For some years, civil society groups and local leaders collaborated to ensure the commission’s establishment in a bid to ensure sustainable peace and democracy in Aceh. The KKR Aceh’s mandate is to seek the truth about gross violations and injustice and to initiate efforts for reconciliation between parties involved in and affected by the conflict. The KKR Aceh is a permanent institution, slightly different from most truth and reconciliation commissions around the globe.

In the initial phase, the independently selected commissioners decided to probe events from 1976 to 2004, the decades of conflict between the Indonesian government and GAM.

Discussing the KKR Aceh is crucial today in the absence of a similar mechanism at the national level. It offers new perspectives in settling past injustices and to understand Indonesia’s dark history concerning the conflict in Aceh. A truth commission is a non-judicial mechanism mostly opted by countries undergoing political transition from a repressive regime or conflict to democracy and peace.

For these countries, the commission, whether for reconciliation or historical clarification or even prosecution, is a way to deal with their dark past and to restore people’s trust in the state, as well as to build strong nationalism.

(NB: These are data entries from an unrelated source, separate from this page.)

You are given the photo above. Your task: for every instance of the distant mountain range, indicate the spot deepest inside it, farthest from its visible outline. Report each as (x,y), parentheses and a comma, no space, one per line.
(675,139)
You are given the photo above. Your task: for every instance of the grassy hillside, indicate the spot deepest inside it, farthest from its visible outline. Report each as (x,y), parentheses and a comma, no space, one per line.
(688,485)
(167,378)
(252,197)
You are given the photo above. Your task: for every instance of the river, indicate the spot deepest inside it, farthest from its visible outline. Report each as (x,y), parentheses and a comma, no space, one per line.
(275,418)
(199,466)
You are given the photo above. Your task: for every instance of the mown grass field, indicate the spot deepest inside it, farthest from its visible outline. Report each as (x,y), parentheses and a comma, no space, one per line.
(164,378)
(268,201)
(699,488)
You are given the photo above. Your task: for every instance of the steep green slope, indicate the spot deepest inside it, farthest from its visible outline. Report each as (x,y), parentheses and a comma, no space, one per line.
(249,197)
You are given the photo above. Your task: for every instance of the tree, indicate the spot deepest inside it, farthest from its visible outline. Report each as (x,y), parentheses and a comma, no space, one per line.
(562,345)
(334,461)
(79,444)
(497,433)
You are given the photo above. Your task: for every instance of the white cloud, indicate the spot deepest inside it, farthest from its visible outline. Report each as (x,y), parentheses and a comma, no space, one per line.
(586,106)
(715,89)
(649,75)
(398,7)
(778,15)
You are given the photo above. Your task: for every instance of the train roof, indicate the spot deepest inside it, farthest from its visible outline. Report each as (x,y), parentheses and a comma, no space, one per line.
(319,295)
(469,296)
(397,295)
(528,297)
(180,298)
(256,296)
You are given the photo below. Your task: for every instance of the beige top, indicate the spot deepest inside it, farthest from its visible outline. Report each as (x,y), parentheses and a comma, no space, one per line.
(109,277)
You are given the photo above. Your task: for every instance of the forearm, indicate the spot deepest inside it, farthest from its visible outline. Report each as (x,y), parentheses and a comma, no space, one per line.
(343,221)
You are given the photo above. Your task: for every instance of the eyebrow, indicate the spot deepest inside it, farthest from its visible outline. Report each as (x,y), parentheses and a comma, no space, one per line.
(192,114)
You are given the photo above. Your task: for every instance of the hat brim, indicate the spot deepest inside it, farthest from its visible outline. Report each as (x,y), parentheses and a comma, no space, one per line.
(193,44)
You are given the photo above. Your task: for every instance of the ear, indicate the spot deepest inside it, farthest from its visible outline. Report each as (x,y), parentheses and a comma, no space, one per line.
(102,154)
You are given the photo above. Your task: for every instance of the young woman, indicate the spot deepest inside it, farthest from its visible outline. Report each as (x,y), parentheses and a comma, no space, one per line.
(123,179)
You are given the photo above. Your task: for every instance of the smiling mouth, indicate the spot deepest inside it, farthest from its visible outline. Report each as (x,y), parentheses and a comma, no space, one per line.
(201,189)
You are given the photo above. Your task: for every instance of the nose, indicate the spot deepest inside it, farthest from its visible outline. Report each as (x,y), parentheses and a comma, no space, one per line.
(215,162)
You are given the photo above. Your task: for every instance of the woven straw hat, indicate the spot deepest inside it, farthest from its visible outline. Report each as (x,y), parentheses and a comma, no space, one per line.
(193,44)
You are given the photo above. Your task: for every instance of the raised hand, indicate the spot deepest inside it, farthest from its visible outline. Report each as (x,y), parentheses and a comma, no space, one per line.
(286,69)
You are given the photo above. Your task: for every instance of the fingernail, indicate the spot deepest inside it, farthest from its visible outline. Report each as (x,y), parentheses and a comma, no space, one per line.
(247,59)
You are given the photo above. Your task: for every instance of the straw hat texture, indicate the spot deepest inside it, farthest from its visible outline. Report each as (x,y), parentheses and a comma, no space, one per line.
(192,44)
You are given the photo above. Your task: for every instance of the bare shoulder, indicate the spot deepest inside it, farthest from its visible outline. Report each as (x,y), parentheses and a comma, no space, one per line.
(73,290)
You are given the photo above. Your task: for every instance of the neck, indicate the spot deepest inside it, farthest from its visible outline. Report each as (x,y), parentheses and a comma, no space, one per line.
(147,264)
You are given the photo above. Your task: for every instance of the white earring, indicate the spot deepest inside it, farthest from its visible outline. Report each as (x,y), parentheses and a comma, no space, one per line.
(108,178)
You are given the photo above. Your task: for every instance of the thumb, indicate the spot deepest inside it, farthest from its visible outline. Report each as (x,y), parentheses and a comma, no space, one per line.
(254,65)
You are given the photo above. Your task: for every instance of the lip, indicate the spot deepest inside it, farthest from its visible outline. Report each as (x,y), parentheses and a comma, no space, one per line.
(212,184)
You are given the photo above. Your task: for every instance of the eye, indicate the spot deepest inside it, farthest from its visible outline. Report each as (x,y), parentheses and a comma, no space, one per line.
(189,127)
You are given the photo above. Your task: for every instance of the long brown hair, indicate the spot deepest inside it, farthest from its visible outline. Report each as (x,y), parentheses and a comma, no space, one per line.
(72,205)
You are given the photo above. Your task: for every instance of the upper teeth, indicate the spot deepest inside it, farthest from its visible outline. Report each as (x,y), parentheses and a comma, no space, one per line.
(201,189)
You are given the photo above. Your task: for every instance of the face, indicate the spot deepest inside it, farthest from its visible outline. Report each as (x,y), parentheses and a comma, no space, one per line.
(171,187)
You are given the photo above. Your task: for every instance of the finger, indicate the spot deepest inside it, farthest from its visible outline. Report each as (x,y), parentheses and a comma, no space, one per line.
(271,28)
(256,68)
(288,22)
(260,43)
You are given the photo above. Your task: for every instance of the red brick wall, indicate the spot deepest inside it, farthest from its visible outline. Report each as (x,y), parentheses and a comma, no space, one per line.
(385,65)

The processes and outputs involved can create lessons for the state and society.

Research such as that by Eric Wiebelhaus-Brahm’s 2010 study on truth commissions in 78 countries found that truth commissions have positive effects on democracy.

Indonesia once had a 2004 law on a truth and reconciliation commission. But activists requested a judicial review as some clauses favored perpetrators more than victims, and in 2006 the Constitutional Court annulled the law. Years later, the government proposed a new law, but the House of Representatives has not endorsed it. Since then, all measures to settle cases of past human rights abuses have stagnated.